# More music inspired by Karl Marx



## ComposerOfAvantGarde

Worker's of the World, Unite! Basically a march for Marx. I wrote this to be performed by music students at school so I was forced to make it relatively easy to play and even easier to listen to. It will be performed in December.


----------



## Renaissance

Amazing work ! Congratulations !


----------



## ComposerOfAvantGarde

Thank you! I am open for feedback and constructive criticism.


----------



## Renaissance

I don't have anything to criticize, your piece is really well-constructed and it serves its purpose. The percussion is really fine, I like it a lot, and matches very well the main theme of the piece. Sounds really heroic and alert, it is easily accessible and its construction is pretty solid. Marx would be proud of you :lol:


----------



## ComposerOfAvantGarde

Thank you. If anyone's interested, here's the instrumentation:

2 oboes
1 clarinet
2 alto saxophones
1 baritone saxophone
1 horn
2 trumpets
2 trombones
1 tuba
Percussion (triangle, woodblock, snare drum, cymbals (suspended for the crescendo roll effect), tubular bells and vibraphone)
4 hand piano
Violins I, II
Violas
Cellos
Double basses.


----------



## aleazk

I'm really amazed by your technical talent. I find the piece very well constructed, the interaction between the instruments is really great, also the contrasting textures and sections and the effective use of the instruments, particularly the piano in some sections, it really adds a good color. 
I must say that I'm not very fond of your 'new tonal style', sounds like videogame music sometimes. I prefer your previous style.

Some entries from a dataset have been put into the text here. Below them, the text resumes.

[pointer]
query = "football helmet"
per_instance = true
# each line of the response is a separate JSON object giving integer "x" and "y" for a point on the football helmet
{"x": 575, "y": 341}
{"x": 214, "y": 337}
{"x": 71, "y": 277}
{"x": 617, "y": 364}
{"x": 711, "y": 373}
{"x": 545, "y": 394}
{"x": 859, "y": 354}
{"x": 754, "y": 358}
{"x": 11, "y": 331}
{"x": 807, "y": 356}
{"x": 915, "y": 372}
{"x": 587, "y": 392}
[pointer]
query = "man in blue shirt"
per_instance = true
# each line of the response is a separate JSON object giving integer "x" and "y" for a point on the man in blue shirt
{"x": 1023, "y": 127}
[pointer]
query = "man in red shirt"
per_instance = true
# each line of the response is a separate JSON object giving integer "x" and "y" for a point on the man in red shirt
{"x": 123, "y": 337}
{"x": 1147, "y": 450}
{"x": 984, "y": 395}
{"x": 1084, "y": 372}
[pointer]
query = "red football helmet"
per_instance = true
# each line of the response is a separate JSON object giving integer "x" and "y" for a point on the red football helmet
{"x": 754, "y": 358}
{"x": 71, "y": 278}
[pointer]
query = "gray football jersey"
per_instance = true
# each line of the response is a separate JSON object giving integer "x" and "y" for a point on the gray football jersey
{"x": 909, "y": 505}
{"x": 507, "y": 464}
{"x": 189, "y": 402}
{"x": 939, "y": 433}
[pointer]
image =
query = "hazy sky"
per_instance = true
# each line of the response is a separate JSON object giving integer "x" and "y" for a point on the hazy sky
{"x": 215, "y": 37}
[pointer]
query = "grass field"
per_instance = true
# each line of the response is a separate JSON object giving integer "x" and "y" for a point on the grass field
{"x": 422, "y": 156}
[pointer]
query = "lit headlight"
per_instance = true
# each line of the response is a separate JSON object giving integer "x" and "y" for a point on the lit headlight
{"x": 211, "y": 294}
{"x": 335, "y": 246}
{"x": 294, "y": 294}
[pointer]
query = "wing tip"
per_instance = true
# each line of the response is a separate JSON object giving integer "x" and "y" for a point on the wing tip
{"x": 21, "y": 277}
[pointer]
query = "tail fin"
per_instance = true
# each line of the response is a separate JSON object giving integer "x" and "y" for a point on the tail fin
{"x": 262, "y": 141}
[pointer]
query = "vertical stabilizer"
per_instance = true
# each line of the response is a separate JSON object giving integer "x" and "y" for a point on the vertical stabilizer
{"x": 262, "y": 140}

I was listening to your cataract piece again and you develop there the same technical abilities but I like more the 'material' presented. 
Anyway, keep working in whatever style you want, the pieces are really great in any case.


----------



## BurningDesire

aleazk said:


> I'm really amazed by your technical talent. I find the piece very well constructed, the interaction between the instruments is really great, also the contrasting textures and sections and the effective use of the instruments, particularly the piano in some sections, it really adds a good color.
> I must say that I'm not very fond of your 'new tonal style', sounds like videogame music sometimes. I prefer your previous style. I was listening to your cataract piece again and you develop there the same technical abilities but I like more the 'material' presented.
> Anyway, keep working in whatever style you want, the pieces are really great in any case.


What's wrong with video game music? >_>


----------



## ComposerOfAvantGarde

BurningDesire said:


> What's wrong with video game music? >_>


It's only wrong when it is written at the same technical level as a piece by Meyerbeer.


----------



## Crudblud

Worker's of the World, Unite!
Worker's of the World
Worker's of the
Worker's of
Worke*r's*

I am very disappointed in you.


----------



## ComposerOfAvantGarde

Crudblud said:


> Worker's of the World, Unite!
> Worker's of the World
> Worker's of the
> Worker's of
> Worke*r's*
> 
> I am very disappointed in you.


:lol: I didn't see that when I posted here. But I assure you it isn't called that everywhere else.


----------



## Crudblud

ComposerOfAvantGarde said:


> :lol: I didn't see that when I posted here. But I assure you it isn't called that everywhere else.


You'd better hope not, because you're playing a dangerous game, sonny boy!


----------



## Igneous01

Is there a Neapolitan in the main harmony being played? The main harmony is interesting, I dig it.


----------



## ComposerOfAvantGarde

Igneous01 said:


> Is there a Neapolitan in the main harmony being played? The main harmony is interesting, I dig it.


C major, A major, F major, A flat major.


----------



## Igneous01

ohh ok, guess the A to Ab made me think neopolitan


----------